AttributeError Traceback (most recent call last)
----> 1 from fastai.text import *
2 import html
/usr/local/lib/python3.6/dist-packages/fastai/text.py in ()
----> 1 from .core import *
2 from .learner import *
3 from .lm_rnn import *
4 from torch.utils.data.sampler import Sampler
5 import spacy
/usr/local/lib/python3.6/dist-packages/fastai/core.py in ()
----> 1 from .imports import *
2 from .torch_imports import *
4 def sum_geom(a,r,n): return an if r==1 else math.ceil(a(1-r**n)/(1-r))
/usr/local/lib/python3.6/dist-packages/fastai/imports.py in ()
3 import pandas as pd, pickle, sys, itertools, string, sys, re, datetime, time, shutil, copy
4 import seaborn as sns, matplotlib
----> 5 import IPython, graphviz, sklearn_pandas, sklearn, warnings, pdb
6 import contextlib
7 from abc import abstractmethod
/usr/local/lib/python3.6/dist-packages/sklearn_pandas/init.py in ()
1 version = ‘1.6.0’
----> 3 from .dataframe_mapper import DataFrameMapper # NOQA
4 from .cross_validation import cross_val_score, GridSearchCV, RandomizedSearchCV # NOQA
5 from .categorical_imputer import CategoricalImputer # NOQA
/usr/local/lib/python3.6/dist-packages/sklearn_pandas/dataframe_mapper.py in ()
5 import numpy as np
6 from scipy import sparse
----> 7 from sklearn.base import BaseEstimator, TransformerMixin
9 from .cross_validation import DataWrapper
/usr/local/lib/python3.6/dist-packages/sklearn/init.py in ()

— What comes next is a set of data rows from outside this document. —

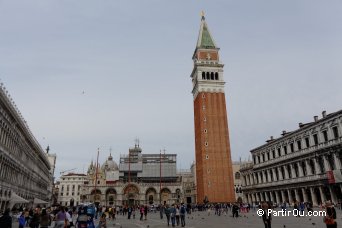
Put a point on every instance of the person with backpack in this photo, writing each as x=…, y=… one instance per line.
x=330, y=217
x=182, y=212
x=21, y=220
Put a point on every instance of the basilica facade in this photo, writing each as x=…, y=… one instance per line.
x=138, y=179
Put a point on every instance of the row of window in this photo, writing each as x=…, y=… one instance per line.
x=210, y=76
x=308, y=141
x=73, y=188
x=285, y=172
x=67, y=194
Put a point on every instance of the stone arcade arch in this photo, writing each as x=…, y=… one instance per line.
x=166, y=196
x=111, y=197
x=151, y=196
x=131, y=195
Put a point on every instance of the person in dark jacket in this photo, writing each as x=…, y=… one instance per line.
x=45, y=219
x=6, y=219
x=266, y=217
x=330, y=217
x=34, y=223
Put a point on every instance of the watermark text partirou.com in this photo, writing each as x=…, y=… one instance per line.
x=294, y=212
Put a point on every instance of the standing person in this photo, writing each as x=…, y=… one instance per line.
x=60, y=218
x=145, y=212
x=103, y=222
x=266, y=217
x=173, y=215
x=141, y=212
x=177, y=215
x=235, y=210
x=6, y=219
x=167, y=214
x=35, y=220
x=182, y=214
x=161, y=211
x=21, y=220
x=129, y=212
x=45, y=219
x=330, y=217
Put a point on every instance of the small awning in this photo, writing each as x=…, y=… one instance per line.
x=39, y=201
x=17, y=199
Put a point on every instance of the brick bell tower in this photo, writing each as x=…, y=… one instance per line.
x=214, y=173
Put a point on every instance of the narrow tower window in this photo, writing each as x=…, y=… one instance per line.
x=216, y=76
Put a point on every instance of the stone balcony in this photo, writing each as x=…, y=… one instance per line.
x=303, y=152
x=298, y=180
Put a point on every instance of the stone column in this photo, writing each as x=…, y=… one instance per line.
x=293, y=172
x=333, y=195
x=323, y=197
x=280, y=174
x=326, y=163
x=305, y=195
x=268, y=172
x=274, y=174
x=260, y=177
x=267, y=197
x=272, y=197
x=290, y=196
x=264, y=176
x=286, y=173
x=308, y=167
x=297, y=195
x=277, y=197
x=337, y=161
x=313, y=197
x=317, y=167
x=300, y=170
x=282, y=195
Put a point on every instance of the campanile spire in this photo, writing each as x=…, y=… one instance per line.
x=214, y=174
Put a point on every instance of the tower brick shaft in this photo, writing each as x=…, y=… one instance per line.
x=214, y=173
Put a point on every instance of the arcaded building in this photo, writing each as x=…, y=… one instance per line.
x=25, y=175
x=301, y=165
x=212, y=147
x=138, y=179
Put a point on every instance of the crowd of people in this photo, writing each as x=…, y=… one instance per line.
x=84, y=216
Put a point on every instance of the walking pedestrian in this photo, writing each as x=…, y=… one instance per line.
x=6, y=219
x=60, y=218
x=173, y=215
x=182, y=212
x=266, y=217
x=177, y=215
x=167, y=214
x=330, y=217
x=141, y=212
x=45, y=219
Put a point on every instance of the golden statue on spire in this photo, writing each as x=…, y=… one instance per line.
x=202, y=15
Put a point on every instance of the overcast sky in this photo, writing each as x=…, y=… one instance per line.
x=89, y=74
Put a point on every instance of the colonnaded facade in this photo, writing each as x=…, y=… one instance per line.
x=24, y=167
x=138, y=179
x=302, y=165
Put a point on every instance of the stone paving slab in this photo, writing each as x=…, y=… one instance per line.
x=203, y=220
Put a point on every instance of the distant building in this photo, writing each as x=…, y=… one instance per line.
x=302, y=165
x=214, y=170
x=138, y=179
x=52, y=160
x=25, y=177
x=69, y=189
x=188, y=179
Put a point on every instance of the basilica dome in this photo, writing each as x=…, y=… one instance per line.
x=109, y=165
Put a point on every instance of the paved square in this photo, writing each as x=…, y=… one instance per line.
x=203, y=220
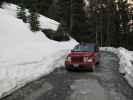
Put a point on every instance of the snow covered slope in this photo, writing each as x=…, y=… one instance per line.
x=24, y=55
x=126, y=62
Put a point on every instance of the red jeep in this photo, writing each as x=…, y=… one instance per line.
x=83, y=56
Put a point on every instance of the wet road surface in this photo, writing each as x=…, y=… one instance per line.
x=106, y=83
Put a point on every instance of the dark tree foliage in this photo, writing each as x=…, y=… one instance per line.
x=21, y=13
x=33, y=21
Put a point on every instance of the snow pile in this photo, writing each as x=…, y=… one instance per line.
x=126, y=62
x=24, y=55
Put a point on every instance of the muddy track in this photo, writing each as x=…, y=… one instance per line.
x=106, y=83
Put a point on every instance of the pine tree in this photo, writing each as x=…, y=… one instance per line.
x=33, y=21
x=21, y=13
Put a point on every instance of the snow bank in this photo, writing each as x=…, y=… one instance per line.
x=126, y=62
x=24, y=55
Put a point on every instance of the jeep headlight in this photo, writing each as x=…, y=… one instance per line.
x=68, y=58
x=86, y=59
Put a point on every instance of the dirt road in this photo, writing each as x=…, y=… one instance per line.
x=106, y=83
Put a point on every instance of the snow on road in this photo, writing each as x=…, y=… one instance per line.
x=24, y=55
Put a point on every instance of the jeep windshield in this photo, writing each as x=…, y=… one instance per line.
x=84, y=48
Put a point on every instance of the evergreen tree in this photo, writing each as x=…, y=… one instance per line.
x=33, y=21
x=21, y=13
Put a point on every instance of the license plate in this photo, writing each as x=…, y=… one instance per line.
x=75, y=65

133 from . import __check_build
–> 134 from .base import clone
135 __check_build # avoid flakes unused variable error
/usr/local/lib/python3.6/dist-packages/sklearn/base.py in ()
11 from scipy import sparse
12 from .externals import six
—> 13 from .utils.fixes import signature
14 from . import version
/usr/local/lib/python3.6/dist-packages/sklearn/utils/init.py in ()
10 from .murmurhash import murmurhash3_32
—> 11 from .validation import (as_float_array,
13 check_random_state, column_or_1d, check_array,
/usr/local/lib/python3.6/dist-packages/sklearn/utils/validation.py in ()
14 import numpy as np
—> 15 import scipy.sparse as sp
17 from …externals import six
AttributeError: module ‘scipy’ has no attribute ‘sparse’
Is it me or the files are no longer existing at files.fast.ai?
To me, the files are still there.
Thanks they’re back online now
Is there a definitive answer to this question anywhere?
Based on the ULMFiT paper, the recommendation is to fine-tune “only the last layer” (section 3.2) before unfreezing and applying discriminative learning rates to the other layers. As such, why is there the line
learner.unfreeze() immediately before fitting the model begins? It seems that it should be
learner.freeze(-1) unless I’m missing something (which is typically the case )
Hey Christine, I’m starting to take a look at something similar and I’m curious what your results were here?
I thought it was a typo but didn’t get round to reporting it, i do the same with just unfreezing final layer
Did you have any luck with this? Can you not simply add more classes?
Hi - Unfortunately I wasn’t able to get better results with the different losses. (I got everything up and running, but the accuracy was always less good.) I’m sure I didn’t exhaust every possibility though, so let me know if you have better success than I did!